Allzu viel Vorbereitungszeit dürfte Einspringer Felix Kammerer nicht gehabt haben - eigentlich hätte ja Markus Meyer "Die kleine Hexe" von Otfried Preußler im Burgtheater-Vestibül lesen sollen. In Kammerers Fall scheint es aber genug Zeit gewesen zu sein, denn er geht dermaßen in der Rolle auf und passt dermaßen gut ins Kostüm, dass man selbst als Erwachsener wirklich gut unterhalten wird. Die Kinder sowieso. Nur Andreas Radovans Trommel ist manchen zu laut. Der Musiker begleitet nämlich mit Gitarre und Percussions Kammerer, der erst im senfgelben Anzug und dann im bunten Hexenkostüm mit einem Dicken Zauberbuch auf dem Schoß die Geschichte von der erst 127 Jahre jungen Hexe vorliest und vorspielt, die sich unerlaubt in die Walpurgisnacht auf dem Blocksberg hineinschmuggelt, von den großen Hexen deshalb ihres Besens beraubt wird und sich am Ende an ihnen rächt, nachdem sie zuerst mehreren Menschen geholfen hat (Pfui Teufel, wie unschicklich für eine Hexe!).

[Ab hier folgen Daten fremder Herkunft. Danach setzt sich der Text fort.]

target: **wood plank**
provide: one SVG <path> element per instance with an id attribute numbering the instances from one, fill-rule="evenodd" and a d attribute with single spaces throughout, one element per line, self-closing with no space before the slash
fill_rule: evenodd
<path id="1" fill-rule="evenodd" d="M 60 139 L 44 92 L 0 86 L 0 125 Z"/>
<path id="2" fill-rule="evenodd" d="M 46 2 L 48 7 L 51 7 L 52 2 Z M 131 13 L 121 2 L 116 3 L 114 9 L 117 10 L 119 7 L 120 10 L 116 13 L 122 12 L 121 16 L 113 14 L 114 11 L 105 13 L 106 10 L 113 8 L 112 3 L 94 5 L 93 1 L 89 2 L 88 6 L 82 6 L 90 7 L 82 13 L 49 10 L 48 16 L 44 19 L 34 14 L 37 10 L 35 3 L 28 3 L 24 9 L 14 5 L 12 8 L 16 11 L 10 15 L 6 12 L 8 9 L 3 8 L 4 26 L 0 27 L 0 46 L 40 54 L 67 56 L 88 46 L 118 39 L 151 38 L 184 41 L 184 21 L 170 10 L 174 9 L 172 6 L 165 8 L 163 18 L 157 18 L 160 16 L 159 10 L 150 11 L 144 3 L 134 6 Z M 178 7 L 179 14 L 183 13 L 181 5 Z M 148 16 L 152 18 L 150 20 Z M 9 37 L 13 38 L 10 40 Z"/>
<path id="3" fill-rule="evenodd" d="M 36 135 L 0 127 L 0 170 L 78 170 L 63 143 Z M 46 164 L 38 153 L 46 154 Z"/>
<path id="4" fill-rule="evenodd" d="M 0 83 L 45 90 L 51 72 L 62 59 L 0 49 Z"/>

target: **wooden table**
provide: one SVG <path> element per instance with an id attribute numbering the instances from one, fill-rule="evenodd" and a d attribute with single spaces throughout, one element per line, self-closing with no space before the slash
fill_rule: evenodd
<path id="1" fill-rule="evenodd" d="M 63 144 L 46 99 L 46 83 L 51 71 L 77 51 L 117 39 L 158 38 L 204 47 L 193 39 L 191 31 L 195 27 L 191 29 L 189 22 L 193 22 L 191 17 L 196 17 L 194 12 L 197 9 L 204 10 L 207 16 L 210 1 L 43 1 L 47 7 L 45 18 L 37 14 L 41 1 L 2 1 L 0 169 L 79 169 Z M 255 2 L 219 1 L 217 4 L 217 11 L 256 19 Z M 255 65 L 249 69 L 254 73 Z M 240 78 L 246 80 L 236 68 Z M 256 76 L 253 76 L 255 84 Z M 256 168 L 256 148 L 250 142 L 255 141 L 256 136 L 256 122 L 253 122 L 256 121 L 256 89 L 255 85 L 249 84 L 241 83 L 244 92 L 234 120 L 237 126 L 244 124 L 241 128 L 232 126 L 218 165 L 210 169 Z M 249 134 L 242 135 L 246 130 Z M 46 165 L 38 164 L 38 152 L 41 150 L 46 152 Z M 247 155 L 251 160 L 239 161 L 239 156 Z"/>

Es sind einfache Mittel, die hier eingesetzt werden und dabei große Wirkung entfalten. Ein Overhead-Projektor, eine Wasserschüssel und ein paar Papierschablonen genügen Kammerer, um eine aufregende Szenerie heraufzubeschwören. Richard Panzenböcks szenische Einrichtung geht also voll auf, und auch Adrian Stapfs Kostüm sitzt an Kammerer wie angegossen - freilich auch, weil das Bubengesicht (im positiven Sinn) des 24-Jährigen genügend feminine Züge dafür aufweist. Er Ist wirklich eine authentische Hexe. Und was die Stimme des Vorlesers betrifft, so ist sie nicht nur in den Tonlagen sehr variantenreich, sondern er setzt auch verschiedene Dialekte ein. Die Bandbreite von Burgtheater-Deutsch bis breiter Umgangssprache unterhält die Kinder 50 Minuten lang. Die Lesereihe "Lesen & Lauschen" wird ihrem Motto zum Auftakt also gerecht. Und man darf sich schon auf den "Räuber Hotzenplotz" (ab 14. Dezember) freuen.